Using a pandemic to reconstruct with green fairy lights

Among other things, this blog is a time machine.

It only lets you go backwards though.

See what was going on in the world at this or that date.

See what decisions were made, missed, avoided.

In today’s entry for posterity, we record the budget decisions made by little New Zealand in the midst of a worldwide pandemic.

For context, stupid amounts of money are being printed to get the country on its feet again.

Like everywhere.

Some think it’s a perfectly good time to reconstruct the economy with much more focus on the environment than before.

That “some” doesn’t exactly include the government.

“In announcing the 2020 Budget, which creates a $50 billion Covid-19 recovery and relief fund and pumps billions into health, infrastructure and wage subsidy extensions, Jacinda Ardern said, "There are few things that I think I will ever consider as being outside the bounds of possibility any more."

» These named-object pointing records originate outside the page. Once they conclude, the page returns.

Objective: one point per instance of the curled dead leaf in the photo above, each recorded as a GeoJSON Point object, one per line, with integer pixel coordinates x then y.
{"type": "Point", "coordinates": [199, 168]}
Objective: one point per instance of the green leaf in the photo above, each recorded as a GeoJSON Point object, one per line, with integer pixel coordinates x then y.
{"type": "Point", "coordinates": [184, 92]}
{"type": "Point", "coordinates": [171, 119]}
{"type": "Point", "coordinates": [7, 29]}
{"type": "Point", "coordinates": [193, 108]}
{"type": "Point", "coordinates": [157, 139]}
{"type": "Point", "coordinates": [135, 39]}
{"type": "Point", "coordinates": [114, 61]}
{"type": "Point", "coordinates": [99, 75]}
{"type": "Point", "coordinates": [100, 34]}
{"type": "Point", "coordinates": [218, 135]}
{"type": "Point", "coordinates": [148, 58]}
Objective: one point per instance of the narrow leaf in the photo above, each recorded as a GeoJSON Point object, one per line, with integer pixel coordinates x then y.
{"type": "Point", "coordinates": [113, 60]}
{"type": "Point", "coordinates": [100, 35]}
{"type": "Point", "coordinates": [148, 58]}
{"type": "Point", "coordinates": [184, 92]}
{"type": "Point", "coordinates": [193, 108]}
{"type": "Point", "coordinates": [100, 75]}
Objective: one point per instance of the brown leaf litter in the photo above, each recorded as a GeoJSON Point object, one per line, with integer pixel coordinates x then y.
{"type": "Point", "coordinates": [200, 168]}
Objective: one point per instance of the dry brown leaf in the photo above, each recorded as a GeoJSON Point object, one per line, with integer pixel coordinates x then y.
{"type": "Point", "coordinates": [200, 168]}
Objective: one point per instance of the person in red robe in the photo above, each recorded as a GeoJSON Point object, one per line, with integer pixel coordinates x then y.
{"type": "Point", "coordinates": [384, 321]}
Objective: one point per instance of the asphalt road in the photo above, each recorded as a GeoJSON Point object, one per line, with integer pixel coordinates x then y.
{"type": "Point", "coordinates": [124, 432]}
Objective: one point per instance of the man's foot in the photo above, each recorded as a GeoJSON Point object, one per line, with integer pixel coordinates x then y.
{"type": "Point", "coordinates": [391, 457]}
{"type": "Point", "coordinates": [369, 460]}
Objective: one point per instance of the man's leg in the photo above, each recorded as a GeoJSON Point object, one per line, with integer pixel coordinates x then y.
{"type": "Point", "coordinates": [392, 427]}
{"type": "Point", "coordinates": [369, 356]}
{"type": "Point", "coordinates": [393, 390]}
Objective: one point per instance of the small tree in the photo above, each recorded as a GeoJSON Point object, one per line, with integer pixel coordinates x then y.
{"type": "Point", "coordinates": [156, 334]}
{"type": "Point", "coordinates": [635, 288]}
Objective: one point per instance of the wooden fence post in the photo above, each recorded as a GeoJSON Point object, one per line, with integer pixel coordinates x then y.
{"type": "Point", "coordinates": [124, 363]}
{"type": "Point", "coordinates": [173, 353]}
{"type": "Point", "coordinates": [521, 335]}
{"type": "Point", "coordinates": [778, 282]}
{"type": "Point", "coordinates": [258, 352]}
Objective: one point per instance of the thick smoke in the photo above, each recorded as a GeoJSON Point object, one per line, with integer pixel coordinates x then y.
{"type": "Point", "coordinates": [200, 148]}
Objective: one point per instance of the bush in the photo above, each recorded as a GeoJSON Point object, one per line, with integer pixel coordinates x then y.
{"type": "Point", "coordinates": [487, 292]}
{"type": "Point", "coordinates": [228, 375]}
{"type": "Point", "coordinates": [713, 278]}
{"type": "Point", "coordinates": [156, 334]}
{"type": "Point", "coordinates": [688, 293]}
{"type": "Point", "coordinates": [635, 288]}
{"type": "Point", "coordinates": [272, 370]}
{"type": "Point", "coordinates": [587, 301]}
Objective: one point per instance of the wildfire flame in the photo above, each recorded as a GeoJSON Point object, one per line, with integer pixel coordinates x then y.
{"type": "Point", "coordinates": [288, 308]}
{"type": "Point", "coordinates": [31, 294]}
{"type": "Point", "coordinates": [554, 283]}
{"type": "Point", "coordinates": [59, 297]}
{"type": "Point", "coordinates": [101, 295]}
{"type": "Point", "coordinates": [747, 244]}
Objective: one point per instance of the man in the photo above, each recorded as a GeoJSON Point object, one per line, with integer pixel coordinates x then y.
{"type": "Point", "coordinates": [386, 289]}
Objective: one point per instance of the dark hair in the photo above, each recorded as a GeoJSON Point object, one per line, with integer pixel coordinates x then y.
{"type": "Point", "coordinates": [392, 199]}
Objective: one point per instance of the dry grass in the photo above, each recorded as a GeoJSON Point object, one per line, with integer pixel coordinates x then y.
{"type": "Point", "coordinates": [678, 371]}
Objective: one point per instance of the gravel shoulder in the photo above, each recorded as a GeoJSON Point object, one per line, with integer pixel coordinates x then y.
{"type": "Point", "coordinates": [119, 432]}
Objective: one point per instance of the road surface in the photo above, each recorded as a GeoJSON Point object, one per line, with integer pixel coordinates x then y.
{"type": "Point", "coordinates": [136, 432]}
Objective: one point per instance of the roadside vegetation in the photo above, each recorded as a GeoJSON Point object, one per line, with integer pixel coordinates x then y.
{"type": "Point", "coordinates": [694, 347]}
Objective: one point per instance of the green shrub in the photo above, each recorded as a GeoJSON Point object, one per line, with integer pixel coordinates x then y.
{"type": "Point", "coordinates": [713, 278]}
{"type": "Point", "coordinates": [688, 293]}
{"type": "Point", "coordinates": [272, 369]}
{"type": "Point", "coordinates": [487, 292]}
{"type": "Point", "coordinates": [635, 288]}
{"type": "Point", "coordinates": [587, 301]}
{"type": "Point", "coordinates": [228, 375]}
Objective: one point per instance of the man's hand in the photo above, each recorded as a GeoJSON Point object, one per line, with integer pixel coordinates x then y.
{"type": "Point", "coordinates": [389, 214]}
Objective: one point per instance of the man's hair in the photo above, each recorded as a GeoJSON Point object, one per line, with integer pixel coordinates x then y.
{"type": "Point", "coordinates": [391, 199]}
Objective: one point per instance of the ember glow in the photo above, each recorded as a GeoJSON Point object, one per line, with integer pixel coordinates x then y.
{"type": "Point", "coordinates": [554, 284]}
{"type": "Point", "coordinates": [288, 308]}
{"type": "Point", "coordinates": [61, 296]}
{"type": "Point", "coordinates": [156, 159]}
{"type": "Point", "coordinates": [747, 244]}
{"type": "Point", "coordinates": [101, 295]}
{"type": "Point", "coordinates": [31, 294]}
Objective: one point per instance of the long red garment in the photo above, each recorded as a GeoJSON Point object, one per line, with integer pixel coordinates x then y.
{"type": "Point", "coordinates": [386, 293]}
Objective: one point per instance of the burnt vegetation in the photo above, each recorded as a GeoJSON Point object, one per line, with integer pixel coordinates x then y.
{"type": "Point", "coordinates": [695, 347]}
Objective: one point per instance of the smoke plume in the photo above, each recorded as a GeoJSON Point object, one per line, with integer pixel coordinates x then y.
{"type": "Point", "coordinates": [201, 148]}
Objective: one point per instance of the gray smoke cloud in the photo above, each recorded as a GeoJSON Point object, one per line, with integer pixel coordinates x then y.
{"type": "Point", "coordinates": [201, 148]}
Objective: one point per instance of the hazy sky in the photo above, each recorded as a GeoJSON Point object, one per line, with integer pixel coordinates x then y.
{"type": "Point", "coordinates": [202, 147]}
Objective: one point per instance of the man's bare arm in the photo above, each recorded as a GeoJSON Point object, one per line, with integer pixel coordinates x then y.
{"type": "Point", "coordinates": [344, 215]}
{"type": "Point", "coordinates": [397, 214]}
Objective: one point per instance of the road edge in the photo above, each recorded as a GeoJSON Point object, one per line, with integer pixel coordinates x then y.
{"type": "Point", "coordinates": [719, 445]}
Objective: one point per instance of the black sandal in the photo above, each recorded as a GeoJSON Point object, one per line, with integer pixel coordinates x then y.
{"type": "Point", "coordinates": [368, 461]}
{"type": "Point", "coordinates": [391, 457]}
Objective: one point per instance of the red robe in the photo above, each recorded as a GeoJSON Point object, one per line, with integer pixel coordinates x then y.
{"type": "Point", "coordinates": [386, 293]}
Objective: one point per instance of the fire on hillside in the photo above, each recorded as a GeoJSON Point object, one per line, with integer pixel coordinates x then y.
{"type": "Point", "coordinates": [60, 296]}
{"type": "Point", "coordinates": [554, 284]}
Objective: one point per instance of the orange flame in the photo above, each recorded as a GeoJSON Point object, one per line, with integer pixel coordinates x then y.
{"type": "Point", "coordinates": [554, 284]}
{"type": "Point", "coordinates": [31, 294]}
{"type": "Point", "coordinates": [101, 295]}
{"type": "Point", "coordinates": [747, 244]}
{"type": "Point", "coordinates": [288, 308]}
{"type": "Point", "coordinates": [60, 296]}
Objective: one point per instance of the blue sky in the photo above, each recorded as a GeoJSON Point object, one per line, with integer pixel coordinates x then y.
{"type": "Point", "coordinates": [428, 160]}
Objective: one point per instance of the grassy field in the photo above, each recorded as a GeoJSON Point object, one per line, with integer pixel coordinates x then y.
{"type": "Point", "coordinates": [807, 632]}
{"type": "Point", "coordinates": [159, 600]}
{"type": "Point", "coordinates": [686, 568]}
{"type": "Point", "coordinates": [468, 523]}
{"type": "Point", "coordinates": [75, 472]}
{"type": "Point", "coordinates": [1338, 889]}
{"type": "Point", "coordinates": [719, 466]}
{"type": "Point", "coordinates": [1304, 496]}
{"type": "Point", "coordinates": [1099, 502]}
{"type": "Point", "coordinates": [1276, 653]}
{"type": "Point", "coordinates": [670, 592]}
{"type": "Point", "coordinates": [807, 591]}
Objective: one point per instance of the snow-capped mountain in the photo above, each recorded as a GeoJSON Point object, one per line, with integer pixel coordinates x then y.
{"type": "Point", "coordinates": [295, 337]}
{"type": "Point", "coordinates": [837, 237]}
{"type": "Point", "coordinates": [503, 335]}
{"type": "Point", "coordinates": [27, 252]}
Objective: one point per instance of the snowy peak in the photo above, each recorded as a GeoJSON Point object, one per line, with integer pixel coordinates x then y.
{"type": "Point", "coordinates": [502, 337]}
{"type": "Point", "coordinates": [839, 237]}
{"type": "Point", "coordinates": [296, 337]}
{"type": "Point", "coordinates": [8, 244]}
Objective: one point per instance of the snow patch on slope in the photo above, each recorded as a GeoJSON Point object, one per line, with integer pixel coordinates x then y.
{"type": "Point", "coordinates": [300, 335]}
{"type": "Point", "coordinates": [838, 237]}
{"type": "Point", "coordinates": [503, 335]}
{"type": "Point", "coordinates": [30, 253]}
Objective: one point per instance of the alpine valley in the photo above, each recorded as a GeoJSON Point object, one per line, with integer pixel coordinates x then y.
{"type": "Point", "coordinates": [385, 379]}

“One of those few things appears to be meaningful action on climate change.”

To be fair, there were a few good things in the budget, including:

“The biggest investment is $1.2 billion for rail, a third of which is earmarked for replacing the Interislander ferries. Alongside this, $56 million has been appropriated to improve insulation in 9,000 Kiwi homes - leaving 591,000 still under-insulated. Around $100 million will go to forestry and the Emissions Trading Scheme and another $34 million to New Zealand's participation in international research to reduce agricultural emissions. Lastly, $30 million will be invested in replacing coal boilers in schools, hospitals and other public buildings.”

$1.2 billion doesn’t sound too bad, right?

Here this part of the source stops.